Polypeptide N-acetylgalactosaminyltransferase 2 regulates cellular metastasis-associated behavior in gastric cancer.


PMID 22992780

Abstract

Aberrant glycosylation of cell surface glycoprotein due to specific alterations of glycosyltransferase activity is usually associated with invasion and metastasis of cancer, particularly of gastric carcinomas.

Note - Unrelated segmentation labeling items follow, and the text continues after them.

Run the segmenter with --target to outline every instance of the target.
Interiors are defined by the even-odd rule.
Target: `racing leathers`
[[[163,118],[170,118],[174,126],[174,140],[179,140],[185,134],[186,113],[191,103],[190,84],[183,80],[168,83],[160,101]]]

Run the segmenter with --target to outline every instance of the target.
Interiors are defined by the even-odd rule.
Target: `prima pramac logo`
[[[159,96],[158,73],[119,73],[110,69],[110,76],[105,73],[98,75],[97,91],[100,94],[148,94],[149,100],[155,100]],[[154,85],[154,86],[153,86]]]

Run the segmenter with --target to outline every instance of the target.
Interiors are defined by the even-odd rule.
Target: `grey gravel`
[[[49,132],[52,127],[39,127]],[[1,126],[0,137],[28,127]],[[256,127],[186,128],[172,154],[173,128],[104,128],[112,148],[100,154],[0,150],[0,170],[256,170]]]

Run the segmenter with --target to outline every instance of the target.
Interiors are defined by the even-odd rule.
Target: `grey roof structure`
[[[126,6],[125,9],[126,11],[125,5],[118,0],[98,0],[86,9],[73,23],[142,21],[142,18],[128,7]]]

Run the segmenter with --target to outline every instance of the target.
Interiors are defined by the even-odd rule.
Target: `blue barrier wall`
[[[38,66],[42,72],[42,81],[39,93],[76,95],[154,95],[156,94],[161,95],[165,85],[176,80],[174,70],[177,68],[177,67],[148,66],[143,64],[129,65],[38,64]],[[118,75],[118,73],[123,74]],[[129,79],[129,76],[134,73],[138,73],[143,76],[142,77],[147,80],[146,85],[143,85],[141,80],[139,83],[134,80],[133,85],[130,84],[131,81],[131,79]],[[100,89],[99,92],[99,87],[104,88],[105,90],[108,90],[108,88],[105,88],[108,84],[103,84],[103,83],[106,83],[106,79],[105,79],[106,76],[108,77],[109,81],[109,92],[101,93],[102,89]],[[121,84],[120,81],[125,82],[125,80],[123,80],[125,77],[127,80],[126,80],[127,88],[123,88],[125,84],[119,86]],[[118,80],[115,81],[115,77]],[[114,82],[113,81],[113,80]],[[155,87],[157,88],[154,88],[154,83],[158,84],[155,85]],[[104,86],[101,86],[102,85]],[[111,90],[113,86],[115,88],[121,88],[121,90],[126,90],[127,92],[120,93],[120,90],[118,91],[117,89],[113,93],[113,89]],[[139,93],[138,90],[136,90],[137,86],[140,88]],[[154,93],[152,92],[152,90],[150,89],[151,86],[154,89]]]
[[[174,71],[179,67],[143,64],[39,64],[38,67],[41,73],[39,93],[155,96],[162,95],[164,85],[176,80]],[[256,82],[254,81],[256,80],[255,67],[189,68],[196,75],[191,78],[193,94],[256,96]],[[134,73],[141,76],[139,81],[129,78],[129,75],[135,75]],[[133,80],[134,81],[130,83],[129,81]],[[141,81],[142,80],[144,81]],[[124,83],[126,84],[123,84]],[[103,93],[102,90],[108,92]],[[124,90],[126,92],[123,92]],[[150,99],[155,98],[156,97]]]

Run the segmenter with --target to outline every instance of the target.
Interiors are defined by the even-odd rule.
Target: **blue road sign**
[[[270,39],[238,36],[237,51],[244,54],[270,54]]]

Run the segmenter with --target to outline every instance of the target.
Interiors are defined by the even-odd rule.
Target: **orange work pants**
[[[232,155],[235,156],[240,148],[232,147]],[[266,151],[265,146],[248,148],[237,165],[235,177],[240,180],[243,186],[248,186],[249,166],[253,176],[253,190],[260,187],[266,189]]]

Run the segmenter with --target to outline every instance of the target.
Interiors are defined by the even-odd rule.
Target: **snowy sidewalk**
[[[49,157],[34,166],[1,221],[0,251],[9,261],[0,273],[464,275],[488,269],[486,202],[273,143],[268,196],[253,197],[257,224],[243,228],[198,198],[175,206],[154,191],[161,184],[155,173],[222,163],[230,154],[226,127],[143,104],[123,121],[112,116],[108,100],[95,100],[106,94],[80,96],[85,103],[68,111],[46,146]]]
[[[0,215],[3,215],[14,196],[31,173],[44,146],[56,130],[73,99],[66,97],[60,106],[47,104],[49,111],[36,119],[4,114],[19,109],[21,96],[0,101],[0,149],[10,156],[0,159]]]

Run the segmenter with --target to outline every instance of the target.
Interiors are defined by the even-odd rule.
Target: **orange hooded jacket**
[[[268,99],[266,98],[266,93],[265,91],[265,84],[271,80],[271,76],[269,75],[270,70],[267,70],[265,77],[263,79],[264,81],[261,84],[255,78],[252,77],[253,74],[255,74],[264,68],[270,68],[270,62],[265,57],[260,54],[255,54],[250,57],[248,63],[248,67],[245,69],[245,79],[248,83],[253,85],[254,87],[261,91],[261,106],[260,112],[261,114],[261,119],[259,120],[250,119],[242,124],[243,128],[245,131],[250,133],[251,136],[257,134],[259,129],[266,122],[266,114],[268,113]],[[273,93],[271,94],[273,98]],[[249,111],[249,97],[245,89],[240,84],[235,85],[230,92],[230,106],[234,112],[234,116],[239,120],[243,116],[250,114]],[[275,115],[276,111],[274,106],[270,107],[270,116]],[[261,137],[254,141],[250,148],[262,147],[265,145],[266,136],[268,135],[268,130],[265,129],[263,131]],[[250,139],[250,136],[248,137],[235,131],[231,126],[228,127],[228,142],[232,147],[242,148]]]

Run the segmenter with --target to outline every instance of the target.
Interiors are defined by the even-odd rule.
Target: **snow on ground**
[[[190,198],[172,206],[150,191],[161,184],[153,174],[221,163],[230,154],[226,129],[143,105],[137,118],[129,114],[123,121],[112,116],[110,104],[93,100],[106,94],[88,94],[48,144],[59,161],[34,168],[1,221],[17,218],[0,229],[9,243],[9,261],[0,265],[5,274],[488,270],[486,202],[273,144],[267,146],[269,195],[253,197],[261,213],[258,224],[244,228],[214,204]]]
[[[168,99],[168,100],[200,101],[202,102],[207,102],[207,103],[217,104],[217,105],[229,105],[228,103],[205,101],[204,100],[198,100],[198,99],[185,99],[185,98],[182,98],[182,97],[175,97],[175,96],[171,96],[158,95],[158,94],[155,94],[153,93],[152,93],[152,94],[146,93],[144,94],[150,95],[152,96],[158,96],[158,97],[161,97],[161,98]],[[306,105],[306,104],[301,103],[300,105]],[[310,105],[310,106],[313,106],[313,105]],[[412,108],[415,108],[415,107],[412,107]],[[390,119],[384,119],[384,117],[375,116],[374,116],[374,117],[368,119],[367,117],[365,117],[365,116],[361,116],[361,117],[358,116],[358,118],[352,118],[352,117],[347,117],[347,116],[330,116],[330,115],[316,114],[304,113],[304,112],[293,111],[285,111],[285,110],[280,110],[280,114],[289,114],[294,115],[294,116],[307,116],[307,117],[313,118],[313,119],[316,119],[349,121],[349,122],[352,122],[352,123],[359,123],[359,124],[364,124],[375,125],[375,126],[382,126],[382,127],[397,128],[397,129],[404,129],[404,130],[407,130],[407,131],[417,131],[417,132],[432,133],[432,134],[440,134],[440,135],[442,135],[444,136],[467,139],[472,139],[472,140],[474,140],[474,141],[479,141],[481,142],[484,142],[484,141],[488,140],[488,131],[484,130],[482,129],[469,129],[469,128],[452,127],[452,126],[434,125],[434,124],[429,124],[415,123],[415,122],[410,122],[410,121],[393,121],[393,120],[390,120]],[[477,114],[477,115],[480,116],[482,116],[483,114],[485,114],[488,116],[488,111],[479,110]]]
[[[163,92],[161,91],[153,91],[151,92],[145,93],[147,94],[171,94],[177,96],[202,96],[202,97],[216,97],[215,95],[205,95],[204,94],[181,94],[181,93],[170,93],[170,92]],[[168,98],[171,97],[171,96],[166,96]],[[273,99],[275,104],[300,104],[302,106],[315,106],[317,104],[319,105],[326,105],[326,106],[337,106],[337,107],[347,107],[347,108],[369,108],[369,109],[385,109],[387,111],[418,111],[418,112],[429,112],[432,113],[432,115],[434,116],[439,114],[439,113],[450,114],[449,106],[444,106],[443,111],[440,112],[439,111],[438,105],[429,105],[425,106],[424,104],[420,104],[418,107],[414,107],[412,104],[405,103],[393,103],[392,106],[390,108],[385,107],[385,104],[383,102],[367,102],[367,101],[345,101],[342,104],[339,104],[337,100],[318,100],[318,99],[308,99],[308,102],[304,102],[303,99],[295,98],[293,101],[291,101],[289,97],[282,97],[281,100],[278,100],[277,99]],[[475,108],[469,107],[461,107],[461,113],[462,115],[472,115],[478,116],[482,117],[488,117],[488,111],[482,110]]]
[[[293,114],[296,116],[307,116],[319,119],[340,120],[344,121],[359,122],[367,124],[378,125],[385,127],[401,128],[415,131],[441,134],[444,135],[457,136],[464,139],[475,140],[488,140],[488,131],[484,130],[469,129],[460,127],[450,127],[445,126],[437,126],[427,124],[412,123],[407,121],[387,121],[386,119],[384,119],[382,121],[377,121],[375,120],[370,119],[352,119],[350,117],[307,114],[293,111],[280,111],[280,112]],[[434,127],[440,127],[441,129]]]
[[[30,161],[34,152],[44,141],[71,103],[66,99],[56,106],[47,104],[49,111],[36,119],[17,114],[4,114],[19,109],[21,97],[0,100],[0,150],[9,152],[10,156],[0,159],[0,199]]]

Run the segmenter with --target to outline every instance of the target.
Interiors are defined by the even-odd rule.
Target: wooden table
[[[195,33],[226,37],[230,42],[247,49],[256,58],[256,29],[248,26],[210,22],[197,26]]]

Polypeptide N-acetylgalactosaminyltransferase 2 (ppGalNAc-T2), which catalyzes initiation of mucin-type O-glycosylation, is also involved in tumor migration and invasion. However, a comprehensive understanding of how ppGalNAc-T2 correlates with the metastasic potential of human gastric cancer is not currently available. In the present study, ppGalNAc-T2 was detected in a variety of human poorly differentiated tumor cells, and expression appeared to be higher in SGC7901 gastric cancer cells. In addition, we investigated the potential effects of ppGalNAc-T2 on growth and metastasis-associated behavior in SGC7901 cells after stable transfection with ppGalNAc-T2 sense and antisense vectors. We found that cell proliferation, adhesion and invasion were decreased in ppGalNAc-T2 overexpressed cells but increased in ppGalNAc-T2 downregulated cells. Therefore, we attempted to clarify the mechanisms underlying the anti-metastatic activities of ppGalNAc-T2. Further investigation indicated that overexpression of ppGalNAc-T2 is involved in the inhibition of matrix metalloproteinase (MMP)-2 expression at both the protein and mRNA levels, which may be associated with ppGalNAc-T2 suppressing the expression of transforming growth factor (TGF)-β1. However, it did not exhibit any apparent correlation with MMP-14 expression levels. Our data show the effect of ppGalNAc-T2 on proliferation, adhesion or invasion of SGC7901 gastric cancer cells, suggesting that ppGalNAc-T2 may exert anti-proliferative and anti-metastatic activity through the decrease of MMP-2 and TGF-β1. These results indicate that ppGalNAc‑T2 may be used as a novel therapeutic target for human gastric cancer treatment.